CONCLUSIONS: This study shows, that GTS can protect RBCs from oxidative stress damage by improving RBCs morphology and physiological function. Changes in pTyr expression and its related pTyr regulatory enzymes before and after GTS treatment suggest that Band 3 protein is the main target of GTS in the treating endogenous and exogenous oxidative stress. Moreover, GTS can enhance the glycolytic ability of RBCs by inhibiting pTyr of Band 3 protein, thereby restoring the function of RBCs.
摘要:
背景:氧化应激是许多疾病的主要原因,但是由于其复杂的致病因素,没有明确的治疗方法。人参总皂苷(GTS)是人参C.A.Mey(PG)中的重要活性成分,对各种原因引起的氧化应激具有潜在的治疗能力。然而,GTS治疗红细胞氧化应激损伤的分子机制尚不清楚。

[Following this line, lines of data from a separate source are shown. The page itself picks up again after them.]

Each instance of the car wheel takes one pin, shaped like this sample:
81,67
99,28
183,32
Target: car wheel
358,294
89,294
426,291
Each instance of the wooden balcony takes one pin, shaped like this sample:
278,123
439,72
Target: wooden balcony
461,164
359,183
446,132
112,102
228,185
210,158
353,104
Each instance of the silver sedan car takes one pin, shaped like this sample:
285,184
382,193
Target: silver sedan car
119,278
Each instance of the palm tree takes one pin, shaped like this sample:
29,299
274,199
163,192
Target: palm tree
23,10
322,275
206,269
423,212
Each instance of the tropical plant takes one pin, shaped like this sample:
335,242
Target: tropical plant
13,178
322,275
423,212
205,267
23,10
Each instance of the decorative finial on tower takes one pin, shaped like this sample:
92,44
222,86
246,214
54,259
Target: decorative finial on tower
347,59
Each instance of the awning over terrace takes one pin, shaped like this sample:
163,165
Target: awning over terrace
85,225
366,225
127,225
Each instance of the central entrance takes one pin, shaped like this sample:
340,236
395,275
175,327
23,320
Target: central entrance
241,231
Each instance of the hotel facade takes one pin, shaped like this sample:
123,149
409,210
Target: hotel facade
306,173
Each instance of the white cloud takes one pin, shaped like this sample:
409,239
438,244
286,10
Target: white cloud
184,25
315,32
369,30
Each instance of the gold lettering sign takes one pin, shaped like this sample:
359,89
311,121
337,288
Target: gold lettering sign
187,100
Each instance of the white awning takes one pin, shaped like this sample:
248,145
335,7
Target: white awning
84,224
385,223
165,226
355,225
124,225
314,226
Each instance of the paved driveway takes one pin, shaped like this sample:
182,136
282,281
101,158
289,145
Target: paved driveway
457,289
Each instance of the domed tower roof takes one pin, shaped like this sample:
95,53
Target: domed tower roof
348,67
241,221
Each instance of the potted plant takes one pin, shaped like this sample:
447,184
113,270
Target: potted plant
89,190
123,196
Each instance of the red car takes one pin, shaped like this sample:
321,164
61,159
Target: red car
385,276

目的:本研究旨在探讨GTS对氧化应激损伤下红细胞的保护作用及其可能的机制。
方法:采用过氧化氢(H2O2)和力竭游泳诱导的大鼠红细胞体内和体外氧化应激模型。我们确定了细胞形态,携氧能力,凋亡,抗氧化能力,和红细胞的能量代谢。还检查了Band3蛋白的酪氨酸磷酸化(pTyr)对RBC糖酵解的影响。
结果:GTS降低了最低浓度的H2O2诱导的红细胞溶血。此外,GTS有效地改善了形貌,增强了载氧能力,和增加抗氧化酶的活性,三磷酸腺苷(ATP)水平,和红细胞中的腺苷三磷酸酶(ATPase)活性。GTS还促进RBC中膜蛋白的表达,抑制Band3蛋白的pTyr,进一步改善糖酵解,恢复红细胞的形态结构和生理功能。

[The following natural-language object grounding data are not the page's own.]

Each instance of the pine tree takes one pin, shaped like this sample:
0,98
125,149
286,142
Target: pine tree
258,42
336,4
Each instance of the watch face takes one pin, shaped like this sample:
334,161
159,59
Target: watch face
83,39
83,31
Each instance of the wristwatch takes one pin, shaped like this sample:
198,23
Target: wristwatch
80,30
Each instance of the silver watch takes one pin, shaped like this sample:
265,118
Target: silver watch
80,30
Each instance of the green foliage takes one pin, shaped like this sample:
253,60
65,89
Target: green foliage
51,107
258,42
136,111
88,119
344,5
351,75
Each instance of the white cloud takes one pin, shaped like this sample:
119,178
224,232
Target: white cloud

结论:这项研究表明,GTS可以通过改善红细胞形态和生理功能来保护红细胞免受氧化应激损伤。GTS处理前后pTyr表达及其相关pTyr调节酶的变化提示Band3蛋白是GTS治疗内源性和外源性氧化应激的主要靶点。此外,GTS可以通过抑制Band3蛋白的pTyr来增强红细胞的糖酵解能力,从而恢复红细胞的功能。
目的:本研究旨在探讨GTS对氧化应激损伤下红细胞的保护作用及其可能的机制。
方法:采用过氧化氢(H2O2)和力竭游泳诱导的大鼠红细胞体内和体外氧化应激模型。我们确定了细胞形态,携氧能力,凋亡,抗氧化能力,和红细胞的能量代谢。还检查了Band3蛋白的酪氨酸磷酸化(pTyr)对RBC糖酵解的影响。
结果:GTS降低了最低浓度的H2O2诱导的红细胞溶血。此外,GTS有效地改善了形貌,增强了载氧能力,和增加抗氧化酶的活性,三磷酸腺苷(ATP)水平,和红细胞中的腺苷三磷酸酶(ATPase)活性。GTS还促进RBC中膜蛋白的表达,抑制Band3蛋白的pTyr,进一步改善糖酵解,恢复红细胞的形态结构和生理功能。
结论:这项研究表明,GTS可以通过改善红细胞形态和生理功能来保护红细胞免受氧化应激损伤。GTS处理前后pTyr表达及其相关pTyr调节酶的变化提示Band3蛋白是GTS治疗内源性和外源性氧化应激的主要靶点。此外,GTS可以通过抑制Band3蛋白的pTyr来增强红细胞的糖酵解能力,从而恢复红细胞的功能。